I love soup, but you all know this if you know me. I am a soup junkie; I could live on it. Maybe I would lose weight if I lived on soup…probably not though – that’s my luck.

Mushroom Barley

I made mushroom barely earlier this week. I fucking love the combo of sour cream and dill (must be the 1/4 Pole in me) so I topped it with that. I am also a sucker for any soup that contains loads of fiber, because I basically consume 1/2 a jumbo-sized pot at a time, and need to make sure I’m going to lose the weight the next day (if you know what I’m saying). Barley and lentils are my go-to ingredients for soup. I’ve been itching to make a seafood chowder or bisque, but unfortunately dairy substitutes don’t cut it for those (in my opinion). They are also high in fat and calories due to the butter-flour roux and heavy cream content. In a perfect world, I’d be eating a thick, seafood chowder every day. Now I am sitting her dreaming of crab corn chowder…

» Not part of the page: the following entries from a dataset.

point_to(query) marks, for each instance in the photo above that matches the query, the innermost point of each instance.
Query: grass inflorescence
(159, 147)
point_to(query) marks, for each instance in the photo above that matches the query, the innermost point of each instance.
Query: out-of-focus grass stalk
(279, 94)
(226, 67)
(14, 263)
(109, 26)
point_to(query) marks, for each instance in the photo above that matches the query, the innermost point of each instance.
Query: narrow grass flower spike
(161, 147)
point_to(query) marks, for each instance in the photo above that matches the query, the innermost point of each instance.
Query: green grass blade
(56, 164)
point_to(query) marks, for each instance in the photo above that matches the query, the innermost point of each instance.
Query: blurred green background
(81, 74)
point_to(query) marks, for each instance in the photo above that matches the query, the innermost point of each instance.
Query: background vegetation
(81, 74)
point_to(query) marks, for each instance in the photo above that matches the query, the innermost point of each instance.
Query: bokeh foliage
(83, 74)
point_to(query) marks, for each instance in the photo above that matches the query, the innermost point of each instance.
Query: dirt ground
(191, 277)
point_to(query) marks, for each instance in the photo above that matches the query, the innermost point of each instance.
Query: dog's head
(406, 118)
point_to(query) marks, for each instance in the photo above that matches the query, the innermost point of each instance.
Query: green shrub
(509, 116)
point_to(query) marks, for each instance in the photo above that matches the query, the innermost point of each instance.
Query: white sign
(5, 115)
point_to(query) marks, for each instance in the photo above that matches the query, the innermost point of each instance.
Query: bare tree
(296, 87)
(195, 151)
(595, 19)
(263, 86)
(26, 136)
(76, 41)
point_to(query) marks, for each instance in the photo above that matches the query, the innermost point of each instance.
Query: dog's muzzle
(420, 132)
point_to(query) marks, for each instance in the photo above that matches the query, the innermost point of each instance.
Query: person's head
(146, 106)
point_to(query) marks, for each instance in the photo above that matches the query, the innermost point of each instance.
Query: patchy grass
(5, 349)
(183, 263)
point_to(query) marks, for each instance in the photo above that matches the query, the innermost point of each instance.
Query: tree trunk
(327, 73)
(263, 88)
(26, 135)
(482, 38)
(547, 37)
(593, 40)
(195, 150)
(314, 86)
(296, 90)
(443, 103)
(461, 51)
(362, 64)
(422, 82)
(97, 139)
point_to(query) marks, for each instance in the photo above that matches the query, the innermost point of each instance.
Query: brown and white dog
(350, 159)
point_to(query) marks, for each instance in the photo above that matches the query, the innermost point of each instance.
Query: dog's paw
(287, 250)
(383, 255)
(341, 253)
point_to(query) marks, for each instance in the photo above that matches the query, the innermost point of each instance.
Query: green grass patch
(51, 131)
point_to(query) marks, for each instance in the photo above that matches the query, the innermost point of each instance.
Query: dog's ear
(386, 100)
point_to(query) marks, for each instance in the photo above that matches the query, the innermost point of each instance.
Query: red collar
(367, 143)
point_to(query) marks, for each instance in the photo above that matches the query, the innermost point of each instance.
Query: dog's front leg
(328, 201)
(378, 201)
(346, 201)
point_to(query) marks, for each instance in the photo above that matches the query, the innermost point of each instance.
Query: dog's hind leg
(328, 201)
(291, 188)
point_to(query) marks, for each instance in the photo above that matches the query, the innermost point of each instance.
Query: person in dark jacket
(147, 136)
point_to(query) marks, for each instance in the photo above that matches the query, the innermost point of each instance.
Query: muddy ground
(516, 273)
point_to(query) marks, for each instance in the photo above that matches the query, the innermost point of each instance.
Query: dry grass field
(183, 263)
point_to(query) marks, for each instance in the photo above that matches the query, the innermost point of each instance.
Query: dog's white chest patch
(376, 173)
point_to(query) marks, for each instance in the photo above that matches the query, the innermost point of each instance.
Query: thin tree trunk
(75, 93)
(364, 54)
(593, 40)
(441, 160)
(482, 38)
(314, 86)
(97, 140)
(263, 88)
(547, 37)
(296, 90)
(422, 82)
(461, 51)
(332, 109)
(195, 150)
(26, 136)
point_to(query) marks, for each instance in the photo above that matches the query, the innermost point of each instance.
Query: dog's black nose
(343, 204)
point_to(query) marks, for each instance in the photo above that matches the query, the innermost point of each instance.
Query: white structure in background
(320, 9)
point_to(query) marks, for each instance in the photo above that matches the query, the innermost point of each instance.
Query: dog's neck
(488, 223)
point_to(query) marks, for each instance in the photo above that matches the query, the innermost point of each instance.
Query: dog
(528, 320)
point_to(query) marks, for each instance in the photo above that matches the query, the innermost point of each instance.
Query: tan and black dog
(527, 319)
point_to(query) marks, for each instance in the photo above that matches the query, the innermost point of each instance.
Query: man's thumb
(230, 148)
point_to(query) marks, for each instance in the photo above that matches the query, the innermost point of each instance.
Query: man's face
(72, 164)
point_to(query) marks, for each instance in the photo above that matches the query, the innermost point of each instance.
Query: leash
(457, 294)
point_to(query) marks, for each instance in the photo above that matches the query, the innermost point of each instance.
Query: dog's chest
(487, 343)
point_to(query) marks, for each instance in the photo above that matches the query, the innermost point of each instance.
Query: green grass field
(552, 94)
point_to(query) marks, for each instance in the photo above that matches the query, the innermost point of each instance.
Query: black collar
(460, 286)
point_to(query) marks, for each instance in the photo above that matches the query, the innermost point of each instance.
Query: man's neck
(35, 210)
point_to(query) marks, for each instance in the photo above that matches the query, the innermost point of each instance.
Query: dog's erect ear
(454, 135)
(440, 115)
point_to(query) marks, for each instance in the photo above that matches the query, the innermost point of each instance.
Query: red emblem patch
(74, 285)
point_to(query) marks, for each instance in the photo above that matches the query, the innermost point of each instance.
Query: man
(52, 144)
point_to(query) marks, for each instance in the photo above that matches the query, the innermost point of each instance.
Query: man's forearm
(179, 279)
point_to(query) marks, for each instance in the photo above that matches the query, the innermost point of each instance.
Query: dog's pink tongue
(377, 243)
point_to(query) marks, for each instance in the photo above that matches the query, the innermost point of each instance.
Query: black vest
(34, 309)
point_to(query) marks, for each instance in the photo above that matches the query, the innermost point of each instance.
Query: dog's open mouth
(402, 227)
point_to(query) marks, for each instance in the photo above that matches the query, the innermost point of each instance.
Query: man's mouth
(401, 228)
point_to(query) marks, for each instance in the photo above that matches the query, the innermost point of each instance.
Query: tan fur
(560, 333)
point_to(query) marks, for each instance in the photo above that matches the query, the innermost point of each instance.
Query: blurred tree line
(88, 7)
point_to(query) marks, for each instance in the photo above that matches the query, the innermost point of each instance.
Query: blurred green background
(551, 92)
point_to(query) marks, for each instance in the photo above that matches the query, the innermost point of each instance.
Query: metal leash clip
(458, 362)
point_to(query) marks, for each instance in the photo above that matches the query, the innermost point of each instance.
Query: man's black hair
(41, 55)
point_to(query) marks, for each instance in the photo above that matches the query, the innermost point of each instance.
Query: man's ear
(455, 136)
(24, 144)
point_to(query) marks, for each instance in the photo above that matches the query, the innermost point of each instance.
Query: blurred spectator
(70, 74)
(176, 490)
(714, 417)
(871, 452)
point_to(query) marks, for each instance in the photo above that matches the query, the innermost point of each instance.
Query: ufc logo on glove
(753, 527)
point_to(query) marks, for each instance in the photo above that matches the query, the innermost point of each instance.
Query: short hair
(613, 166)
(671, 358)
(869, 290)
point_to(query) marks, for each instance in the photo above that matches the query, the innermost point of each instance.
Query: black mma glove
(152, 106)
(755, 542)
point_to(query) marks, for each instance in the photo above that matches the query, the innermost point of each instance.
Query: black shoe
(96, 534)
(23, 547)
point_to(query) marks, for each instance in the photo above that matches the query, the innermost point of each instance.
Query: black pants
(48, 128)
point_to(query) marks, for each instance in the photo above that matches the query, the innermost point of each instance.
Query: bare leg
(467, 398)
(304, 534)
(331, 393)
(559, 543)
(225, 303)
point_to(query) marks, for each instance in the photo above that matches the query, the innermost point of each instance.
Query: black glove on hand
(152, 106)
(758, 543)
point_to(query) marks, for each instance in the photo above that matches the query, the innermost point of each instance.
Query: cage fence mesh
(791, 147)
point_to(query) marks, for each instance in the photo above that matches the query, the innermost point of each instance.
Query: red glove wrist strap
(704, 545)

I feel slightly better than I have been feeling since I finally have some fresh hair. My roots and whites were coming in strong. My natural hair is basically dirty blonde at this point in my life. I don’t know how I went from a red-headed child to this, but I don’t like it. I finally squeezed in a couple of hours for my fiance to dye my hair (yes, he’s better than most of the hairdressers I’ve been to, and free LOL).

I’d also like to thank E-Salon, for nailing my color

My natural color at this point is the color of my eyebrows but with heavy white thrown in around the temples. Not a good look for me. Also, why the fuck are the white hairs a totally different texture than my other hairs? Like, they’re coarse and unruly… pubes coming out of my scalp. Sorry for that graphic image.

I really need someone to cook for. Maybe I should open a soup kitchen LOL.